Signature: Thank you! Anne Woods

Male Luna Moth

Male Luna Moth

Dear Anne,
This is a male Giant Silkmoth in the family Saturniidae, and we are relatively certain it is a Luna Moth, and because of the feathery antennae, we believe this to be a male Luna Moth.  We got tremendous amusement from your letter because of your friend’s claim that it was eating wasps.  We are also amused that you made a point of stating that it does have a mouth, which implies that there is some reason to believe it doesn’t have a mouth.  According to all the material we have ever read regarding members of the family Saturniidae, “Adults do not feed” as is stated on BugGuide.  According to Encyclopedia Britannica:  “Adults have reduced, or vestigial, mouthparts, and many never feed.”  We were surprised to read that because based on that statement, some members of the family might feed.  We decided to dig deeper to search for reputable websites that confirm what we have known for many years.  According to the Study of Northern Virginia Ecology website which was developed for use by elementary age students in Northern Virginia to learn more about their local ecology:  “Adult Luna Moths don’t eat; in fact, they don’t even have a mouth.”  According to the North Carolina Museum of Natural Sciences:  “They don’t feed at all as adults and instead depend on food they store as caterpillars to survive.”  According to Live Science:  “The adult Luna moth, for instance, doesn’t even have a mouth.”  According to the Habitat Herald Newsletter of the Loudoun Wildlife Conservancy:  “Luna Moths have no mouths, so they do not eat in this stage.”  We are also wondering why your friend would be circulating an image from this angle, because though it is still an interesting image, a dorsal view is ideal for displaying the beauty of the Luna Moth, which many people consider the loveliest North American insect.  Please ask your friend to provide any documentation of this Luna Moth eating wasps, because that image is sure to rock the world of biology to its very core.

What's That Bug? does not endorse extermination

Subject: Green caterpillar with spikes
Location: Limpopo, South Africa
March 30, 2014 11:15 pm
My mother is trying to idenify this caterpillar. It is green with spikes onthe back.
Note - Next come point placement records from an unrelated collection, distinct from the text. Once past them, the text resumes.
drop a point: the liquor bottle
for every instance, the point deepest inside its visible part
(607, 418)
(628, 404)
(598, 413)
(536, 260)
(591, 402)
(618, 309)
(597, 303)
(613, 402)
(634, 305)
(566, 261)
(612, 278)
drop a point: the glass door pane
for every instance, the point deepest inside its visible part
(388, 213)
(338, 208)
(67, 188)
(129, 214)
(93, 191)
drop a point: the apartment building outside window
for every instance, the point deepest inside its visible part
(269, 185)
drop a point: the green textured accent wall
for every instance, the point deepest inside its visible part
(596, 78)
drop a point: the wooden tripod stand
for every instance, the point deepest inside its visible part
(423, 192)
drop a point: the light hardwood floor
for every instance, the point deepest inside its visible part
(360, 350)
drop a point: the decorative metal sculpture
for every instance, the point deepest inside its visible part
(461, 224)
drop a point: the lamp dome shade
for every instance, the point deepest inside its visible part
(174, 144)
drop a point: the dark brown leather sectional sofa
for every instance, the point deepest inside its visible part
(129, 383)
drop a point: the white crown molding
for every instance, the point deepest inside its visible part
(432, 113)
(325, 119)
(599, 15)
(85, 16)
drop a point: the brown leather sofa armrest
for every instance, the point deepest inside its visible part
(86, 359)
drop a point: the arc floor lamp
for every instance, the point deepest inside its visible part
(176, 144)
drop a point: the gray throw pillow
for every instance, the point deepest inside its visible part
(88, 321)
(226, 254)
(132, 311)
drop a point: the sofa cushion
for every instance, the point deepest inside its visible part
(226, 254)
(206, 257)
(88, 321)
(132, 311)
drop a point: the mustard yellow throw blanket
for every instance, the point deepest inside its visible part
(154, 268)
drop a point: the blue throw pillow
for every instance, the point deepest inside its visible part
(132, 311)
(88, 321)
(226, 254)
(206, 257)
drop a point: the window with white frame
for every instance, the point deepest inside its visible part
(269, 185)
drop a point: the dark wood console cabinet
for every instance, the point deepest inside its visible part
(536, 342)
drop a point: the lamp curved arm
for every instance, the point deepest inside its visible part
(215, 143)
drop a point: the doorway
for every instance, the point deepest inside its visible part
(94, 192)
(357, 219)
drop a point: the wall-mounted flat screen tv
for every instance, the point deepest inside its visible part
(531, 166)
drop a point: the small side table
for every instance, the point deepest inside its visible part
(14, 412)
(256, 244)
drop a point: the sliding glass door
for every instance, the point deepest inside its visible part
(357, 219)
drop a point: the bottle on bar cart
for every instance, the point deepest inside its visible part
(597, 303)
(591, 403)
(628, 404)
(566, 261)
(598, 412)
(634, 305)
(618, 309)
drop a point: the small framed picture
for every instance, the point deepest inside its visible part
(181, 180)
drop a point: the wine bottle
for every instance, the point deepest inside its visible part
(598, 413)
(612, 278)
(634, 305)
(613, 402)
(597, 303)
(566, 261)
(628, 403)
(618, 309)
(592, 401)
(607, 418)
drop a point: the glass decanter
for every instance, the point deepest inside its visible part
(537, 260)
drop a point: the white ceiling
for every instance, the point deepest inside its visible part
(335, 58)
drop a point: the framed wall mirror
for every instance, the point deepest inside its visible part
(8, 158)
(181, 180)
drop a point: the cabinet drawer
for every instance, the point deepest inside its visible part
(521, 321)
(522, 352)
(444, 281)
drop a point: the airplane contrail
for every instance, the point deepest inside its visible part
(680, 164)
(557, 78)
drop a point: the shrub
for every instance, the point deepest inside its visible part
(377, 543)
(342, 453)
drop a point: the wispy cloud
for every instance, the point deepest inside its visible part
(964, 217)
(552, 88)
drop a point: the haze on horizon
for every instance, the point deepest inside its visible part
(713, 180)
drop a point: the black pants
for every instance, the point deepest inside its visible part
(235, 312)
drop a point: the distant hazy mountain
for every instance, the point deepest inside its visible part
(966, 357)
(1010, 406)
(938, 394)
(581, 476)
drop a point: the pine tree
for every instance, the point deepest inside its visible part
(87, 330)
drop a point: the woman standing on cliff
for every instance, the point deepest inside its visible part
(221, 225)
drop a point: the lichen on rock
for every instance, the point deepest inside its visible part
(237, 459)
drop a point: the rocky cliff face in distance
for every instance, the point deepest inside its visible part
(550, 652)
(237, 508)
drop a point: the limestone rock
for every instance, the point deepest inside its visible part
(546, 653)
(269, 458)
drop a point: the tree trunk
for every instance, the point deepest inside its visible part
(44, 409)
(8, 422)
She lives om a farm near Musina in Limpopo Province, South Africa
Signature: Curious

What's that Silkworm???

What’s that Silkworm???

Dear Curious,
We are a bit excited that your Silkworm looks very much like the first South African species we researched, the African Moon Moth,
Argema mimosae.  The caterpillar of Argema mimosae resembles your caterpillar, since both have double rows of horns, what we suspect to be an uncommon feature.  This image on FlickR shows the distinctive intersegmental zones.  The imago is one of the loveliest and most elegant Giant Silkmoths in South Africa.

After your email I did a quick search. It looks like it is the African Moon Moth Caterpillar (Argema mimosae)

What's That Bug? does not endorse extermination

Subject: What’s my monster green kite
Location: Eastern PA, USA
July 12, 2013 5:29 pm
Please help me identify this most unusual bug which appeared on the meter of my house in eastern PA
Signature: Chris

Male Luna Moth

Male Luna Moth

Hi Chris,
Your colorful subject line caught our attention.  This is a male Luna Moth, and it is most likely a second generation that eclosed from a caterpillar that was produced by Luna Moths that emerged from their cocoons earlier this past spring.  Luna Moths do not feed as adults, and they only survive a few days, long enough to mate and lay eggs for a future generation.